Glenmark Pharmaceuticals Limited (GPL), a Rs.5,980 crore plus pharma major, announced that its wholly owned subsidiary Glenmark Pharmaceuticals S.A. (GPSA) has initiated IND enabling studies of a novel clinical development candidate, GBR 1302, a HER2xCD3 bispecific antibody.
GBR 1302 was discovered and developed by the Glenmark Biologics Research Centre located in La Chaux-de-Fonds, Switzerland. GBR 1302 is based on Glenmark’s innovative BEAT antibody technology platform which facilitates the efficient development and manufacture of antibodies with dual specificities, so-called bispecific antibodies.
GBR 1302 is the first clinical development candidate based on the BEAT technology. Glenmark expects to obtain approval for the initiation of clinical studies during this financial year.
HER2, also known as HER2/neu, or receptor tyrosine-protein kinase erbB-2, is the target of the antibody cancer drugs trastuzumab, pertuzumab and trastuzumab emtansine and is involved in breast cancer and ovarian cancer.
GBR 1302’s mode of action is different from current HER2 targeting antibodies. It redirects cytotoxic T cells through its CD3 binding arm onto HER2 expressing cancer cells and induces the killing of the cancer cells. The killing of cancer cells by GBR 1302 is more rapid, more complete and not subject to the same resistance escape mechanisms as competing therapies.
BEAT (Bispecific Engagement by Antibodies based on the T cell receptor) is a proprietary best in class platform of Glenmark. Engaging two targets with one bispecific antibody is an attractive concept to design new therapeutics. For the past 20 years, bispecific antibodies have been a challenge to the industry since all bispecific formats developed so far have had stability and/or manufacturing issues. With the invention of the BEAT technology Glenmark’s scientists have now overcome these bottlenecks and GBR 1302 is the first drug candidate based on this antibody engineering breakthrough technology.

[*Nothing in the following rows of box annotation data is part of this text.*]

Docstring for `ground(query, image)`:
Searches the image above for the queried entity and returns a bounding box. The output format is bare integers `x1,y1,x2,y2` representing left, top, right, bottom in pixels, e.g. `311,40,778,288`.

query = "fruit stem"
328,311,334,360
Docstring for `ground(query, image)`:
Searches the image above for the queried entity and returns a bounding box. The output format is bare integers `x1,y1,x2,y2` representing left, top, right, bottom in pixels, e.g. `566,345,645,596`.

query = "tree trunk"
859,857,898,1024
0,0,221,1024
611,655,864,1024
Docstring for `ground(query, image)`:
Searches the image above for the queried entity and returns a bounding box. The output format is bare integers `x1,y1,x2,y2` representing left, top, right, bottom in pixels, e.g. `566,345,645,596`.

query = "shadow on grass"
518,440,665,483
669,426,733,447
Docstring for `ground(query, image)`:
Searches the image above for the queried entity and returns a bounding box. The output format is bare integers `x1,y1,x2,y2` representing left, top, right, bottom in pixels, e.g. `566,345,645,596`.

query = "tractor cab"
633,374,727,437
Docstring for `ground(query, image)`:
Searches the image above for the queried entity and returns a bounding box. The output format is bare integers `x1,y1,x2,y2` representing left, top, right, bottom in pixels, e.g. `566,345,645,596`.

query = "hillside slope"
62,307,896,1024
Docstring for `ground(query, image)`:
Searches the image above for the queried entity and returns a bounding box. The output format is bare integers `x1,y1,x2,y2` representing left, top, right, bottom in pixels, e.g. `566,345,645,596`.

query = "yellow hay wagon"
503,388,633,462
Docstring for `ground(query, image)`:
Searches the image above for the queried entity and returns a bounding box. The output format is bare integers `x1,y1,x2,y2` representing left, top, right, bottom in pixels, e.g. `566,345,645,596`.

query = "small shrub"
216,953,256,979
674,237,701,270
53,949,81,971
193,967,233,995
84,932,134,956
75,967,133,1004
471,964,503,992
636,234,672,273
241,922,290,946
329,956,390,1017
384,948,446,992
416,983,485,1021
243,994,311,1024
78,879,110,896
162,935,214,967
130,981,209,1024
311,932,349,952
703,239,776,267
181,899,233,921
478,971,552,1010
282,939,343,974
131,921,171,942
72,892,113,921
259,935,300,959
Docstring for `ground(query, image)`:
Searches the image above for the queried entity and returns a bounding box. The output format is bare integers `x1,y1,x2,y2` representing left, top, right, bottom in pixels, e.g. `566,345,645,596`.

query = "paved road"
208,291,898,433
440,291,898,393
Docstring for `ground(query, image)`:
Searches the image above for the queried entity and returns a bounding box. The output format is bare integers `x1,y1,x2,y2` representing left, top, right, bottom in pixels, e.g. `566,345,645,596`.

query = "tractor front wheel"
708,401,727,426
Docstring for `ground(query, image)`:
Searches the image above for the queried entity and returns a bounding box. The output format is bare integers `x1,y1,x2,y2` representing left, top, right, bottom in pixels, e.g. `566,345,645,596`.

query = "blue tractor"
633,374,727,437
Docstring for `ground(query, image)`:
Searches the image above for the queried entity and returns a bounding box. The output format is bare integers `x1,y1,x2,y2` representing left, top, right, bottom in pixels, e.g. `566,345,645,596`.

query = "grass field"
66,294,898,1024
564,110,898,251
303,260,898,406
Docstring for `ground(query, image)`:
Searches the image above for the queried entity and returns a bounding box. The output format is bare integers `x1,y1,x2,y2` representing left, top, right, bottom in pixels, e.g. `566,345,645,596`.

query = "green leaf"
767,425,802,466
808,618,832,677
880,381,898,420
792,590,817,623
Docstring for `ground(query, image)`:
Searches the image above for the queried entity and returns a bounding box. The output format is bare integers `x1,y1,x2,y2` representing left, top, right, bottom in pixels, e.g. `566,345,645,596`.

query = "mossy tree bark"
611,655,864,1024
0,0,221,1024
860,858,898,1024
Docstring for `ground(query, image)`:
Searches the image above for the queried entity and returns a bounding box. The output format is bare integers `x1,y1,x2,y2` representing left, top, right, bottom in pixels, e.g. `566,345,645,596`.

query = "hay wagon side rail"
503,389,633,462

Commenting on this milestone, Dr Michael Buschle, chief scientific officer & president-biologics, Glenmark Pharmaceuticals mentioned “GBR 1302 is significant for Glenmark on multiple levels: It is our first bispecific antibody, it is our first antibody based on our proprietary BEAT antibody engineering platform and it represents the entry of Glenmark into the Oncology innovator space, which has a huge commercial potential.”
With the addition of GBR 1302 to the pipeline, Glenmark has now four monoclonal antibodies in the Novel Biologics Entity (NBE) pipeline with three of them undergoing active clinical development. First, GBR 500, a monoclonal antibody represents a first-in-class opportunity indicated for the treatment of Multiple Sclerosis (MS) and other autoimmune diseases. GBR 500 has been licensed to Sanofi and is in phase II trials in the US.
The second monoclonal antibody, GBR 900 targets the TrkA receptor for chronic pain and is currently in clinical Phase I. This project is developed under license from Lay Line Genomics S.p.A., an Italian based Company. Monoclonal antibodies specific for TrkA represent a first-in-class opportunity for the treatment of chronic pain, which has a high level of unmet need. The third antibody is GBR 830, a best in class OX40 antagonist for autoimmune diseases which recently entered Phase I clinical development.